Sementara itu, Penasehat Hukum Arif, Eko Budiono, SH., MH., dalam pledoi setebal satu bendel besar yang dilengkapi bukti dan fakta persidangan, menilai dakwaan JPU tidak cermat. Menurutnya, perhitungan kerugian negara yang dipakai jaksa tidak akurat dan berbeda antara dakwaan dan tuntutan. “Ini menyangkut nasib orang. Dakwaan tidak bisa dibuat berdasarkan ‘ilmu kira-kira’. Perhitungannya harus jelas, bukan asal menebak,” ujar Eko.
Berbeda dengan pembelaan Eko, penasehat hukum Kwin Atmoko, Nur Baedah, SH., justru menyampaikan pledoi yang lebih singkat. Ia menegaskan, sebagai ketua umum, Kwin telah mendelegasikan tugas kepada pengurus KONI lainnya sesuai dengan tugas pokok dan fungsi (tupoksi) masing-masing. Karena itu, bila terjadi kesalahan, tanggung jawab berada pada pelaksana, bukan pada ketua. “Kwin sudah menjalankan fungsi pengawasan dan delegasi sesuai struktur organisasi. Jika ada penyimpangan, itu di luar tanggung jawab langsung klien kami,” ujar Nur Baedah.
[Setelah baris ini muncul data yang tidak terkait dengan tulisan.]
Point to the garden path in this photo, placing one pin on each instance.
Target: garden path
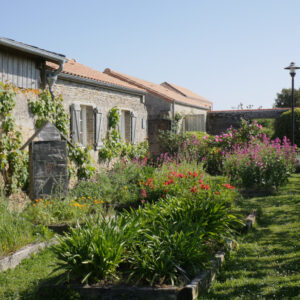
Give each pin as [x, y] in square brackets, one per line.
[267, 265]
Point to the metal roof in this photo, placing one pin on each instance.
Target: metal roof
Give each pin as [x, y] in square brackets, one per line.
[48, 55]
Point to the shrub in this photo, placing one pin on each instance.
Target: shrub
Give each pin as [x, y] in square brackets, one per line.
[94, 251]
[62, 211]
[159, 243]
[16, 231]
[283, 125]
[260, 164]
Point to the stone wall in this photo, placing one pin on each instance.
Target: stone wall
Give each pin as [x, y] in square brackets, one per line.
[105, 99]
[218, 121]
[187, 110]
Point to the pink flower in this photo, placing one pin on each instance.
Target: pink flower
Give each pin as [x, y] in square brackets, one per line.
[143, 194]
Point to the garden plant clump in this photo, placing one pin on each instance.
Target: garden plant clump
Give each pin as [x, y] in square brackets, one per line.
[183, 218]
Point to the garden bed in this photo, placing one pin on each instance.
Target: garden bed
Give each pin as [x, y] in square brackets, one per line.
[108, 292]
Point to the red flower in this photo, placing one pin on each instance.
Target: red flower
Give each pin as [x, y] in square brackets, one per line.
[204, 187]
[193, 189]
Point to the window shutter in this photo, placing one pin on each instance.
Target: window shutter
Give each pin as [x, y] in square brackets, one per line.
[133, 128]
[122, 125]
[75, 123]
[98, 127]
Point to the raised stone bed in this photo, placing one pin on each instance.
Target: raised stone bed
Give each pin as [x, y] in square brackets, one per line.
[11, 261]
[190, 291]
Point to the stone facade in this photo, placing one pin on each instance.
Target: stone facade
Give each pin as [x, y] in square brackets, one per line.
[82, 94]
[218, 121]
[76, 93]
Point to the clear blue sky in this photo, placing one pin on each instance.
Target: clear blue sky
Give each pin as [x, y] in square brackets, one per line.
[229, 51]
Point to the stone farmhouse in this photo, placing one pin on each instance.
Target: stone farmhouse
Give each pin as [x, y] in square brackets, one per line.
[90, 94]
[164, 101]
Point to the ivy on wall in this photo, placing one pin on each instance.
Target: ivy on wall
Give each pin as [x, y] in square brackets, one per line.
[48, 109]
[13, 161]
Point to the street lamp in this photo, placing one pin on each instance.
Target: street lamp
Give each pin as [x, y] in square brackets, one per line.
[292, 67]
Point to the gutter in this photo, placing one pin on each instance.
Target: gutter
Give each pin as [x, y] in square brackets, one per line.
[96, 83]
[51, 56]
[190, 105]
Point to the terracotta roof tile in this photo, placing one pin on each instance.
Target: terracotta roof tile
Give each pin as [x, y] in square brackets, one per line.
[72, 67]
[160, 90]
[185, 92]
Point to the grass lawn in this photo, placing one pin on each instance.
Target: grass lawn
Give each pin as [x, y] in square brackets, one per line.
[267, 265]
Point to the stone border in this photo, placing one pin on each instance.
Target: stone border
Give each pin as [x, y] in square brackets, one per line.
[14, 259]
[191, 291]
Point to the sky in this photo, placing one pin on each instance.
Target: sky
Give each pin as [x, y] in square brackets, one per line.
[228, 51]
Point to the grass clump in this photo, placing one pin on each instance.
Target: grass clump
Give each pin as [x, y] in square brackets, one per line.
[164, 241]
[16, 231]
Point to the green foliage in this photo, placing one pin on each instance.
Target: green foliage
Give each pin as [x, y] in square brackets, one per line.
[82, 158]
[283, 125]
[94, 251]
[15, 230]
[48, 109]
[117, 186]
[284, 98]
[260, 163]
[13, 161]
[62, 211]
[268, 127]
[155, 242]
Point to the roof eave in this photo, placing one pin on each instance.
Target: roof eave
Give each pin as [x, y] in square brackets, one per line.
[191, 105]
[97, 83]
[56, 58]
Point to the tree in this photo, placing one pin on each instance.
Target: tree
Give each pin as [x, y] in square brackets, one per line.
[284, 98]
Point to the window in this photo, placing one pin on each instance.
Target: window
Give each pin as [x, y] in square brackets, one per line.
[194, 123]
[127, 126]
[86, 125]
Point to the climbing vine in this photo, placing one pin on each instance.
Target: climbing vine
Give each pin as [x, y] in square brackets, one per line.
[48, 109]
[13, 161]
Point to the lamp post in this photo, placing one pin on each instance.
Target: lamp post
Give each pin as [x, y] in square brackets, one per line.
[292, 67]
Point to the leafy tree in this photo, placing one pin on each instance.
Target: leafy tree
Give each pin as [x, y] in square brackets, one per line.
[284, 98]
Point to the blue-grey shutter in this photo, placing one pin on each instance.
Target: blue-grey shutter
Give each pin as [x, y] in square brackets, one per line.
[75, 123]
[133, 128]
[98, 128]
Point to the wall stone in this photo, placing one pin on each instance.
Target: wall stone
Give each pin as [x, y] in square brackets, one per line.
[105, 99]
[218, 121]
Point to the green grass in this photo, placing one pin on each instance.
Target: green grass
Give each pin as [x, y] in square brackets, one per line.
[267, 265]
[23, 281]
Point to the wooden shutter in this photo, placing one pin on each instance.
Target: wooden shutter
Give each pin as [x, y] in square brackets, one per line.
[122, 124]
[133, 128]
[98, 127]
[75, 123]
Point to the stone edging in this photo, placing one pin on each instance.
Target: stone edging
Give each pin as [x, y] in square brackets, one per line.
[191, 291]
[14, 259]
Sidang yang digelar secara daring ini diikuti para terdakwa dari Lapas Kediri, sementara JPU, majelis hakim, dan para penasehat hukum hadir langsung di ruang sidang Tipikor Surabaya.
Majelis hakim rencananya akan menjadwalkan sidang putusan dalam waktu dekat, setelah mempertimbangkan seluruh pembelaan dari masing-masing terdakwa.